When a Death is Reported

  • Natural deaths may be certified by the decedent's family physician when the likely cause of death is known to the physician based on the decedent's medical history.
  • When the family physician cannot reach a decision regarding the cause of death within a reasonable degree of medical certainty and therefore cannot certify the death, the Coroner's Office assumes jurisdiction and begins further investigation.
  • Investigative methods may or may not include:
    • Interview with the decedent's physicians or other health care providers and/or review of medical records (Coroner's requests are exempt from the Health Information Patient Privacy Act {HIPPA}).
    • Scene examination.
    • External examination of the body.
    • Internal examination of the body (autopsy). This is generally concluded within 48 hours after recovery of the body.
      • Do not assume that because the Coroner's Office has taken jurisdiction of a case that an autopsy will be performed. In addition, although the Coroner's Office welcomes additional information that may have a bearing on determination of the cause of death and the decision to perform an autopsy, attempts to influence the decision to perform an autopsy for personal reasons are unlawful.
    • Blood, urine, and tissue evaluation for drugs, alcohol or other toxins (toxicology). Testing generally requires three to four weeks (or longer when initial results are inconclusive and confirmation tests are ordered).
    • Microscopic examination of tissue for injury or disease (histology).  Testing may require up to six weeks to complete.
    • Consultation with forensic experts and law enforcement may be required.
    • Coroner's Inquest is rarely required to obtain testimony from witnesses.
  • A Death Certificate will be issued within 48 hours following recovery of the body.
    • The cause and manner of death may be listed as "Pending Further Investigation" when a determination cannot be made based upon the initial investigation. These death certificates are generally sufficient to begin the settlement of an estate and are sent to the funeral home which the family has chosen.
    • A final death certificate cannot be issued until the investigation has been fully completed. Such death certificates are usually needed to settle insurance claims.
    • In situations where manner of death (natural, accident, suicide, or homicide) cannot be made with a high degree of certainty, the manner of death is stated as, "undetermined". Such deaths are reviewed on a yearly basis to assess whether further information has become apparent that will allow determination of the manner of death with certainty. The manner of death stated on a death certificate may only then be amended.

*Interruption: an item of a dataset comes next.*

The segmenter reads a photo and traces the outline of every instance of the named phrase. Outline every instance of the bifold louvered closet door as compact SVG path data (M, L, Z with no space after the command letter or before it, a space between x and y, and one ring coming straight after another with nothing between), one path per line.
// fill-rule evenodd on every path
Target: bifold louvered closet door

  • In the event a next-of-kin cannot be located jurisdiction will remain with the Coroner's Office and the decedent will be cremated with the cremains returned to the Coroner's Office. After a minimum of twelve months the cremains will interred at a location designated by the Coroner.
  • In circumstances where the family is unable to provide for disposition of a deceased, the Coroner's Office will assume jurisdiction for the decedent. The next-of-kin shall sign a waiver releasing the decedent to the Coroner. If after the signed waiver is received and the decedent is cremated, the next-of-kin would like to have the cremains returned to them, there will be a fee of $3,500 which shall be paid to the Coroner's Office. This must be done prior to the end of a twelve month period from the date of death.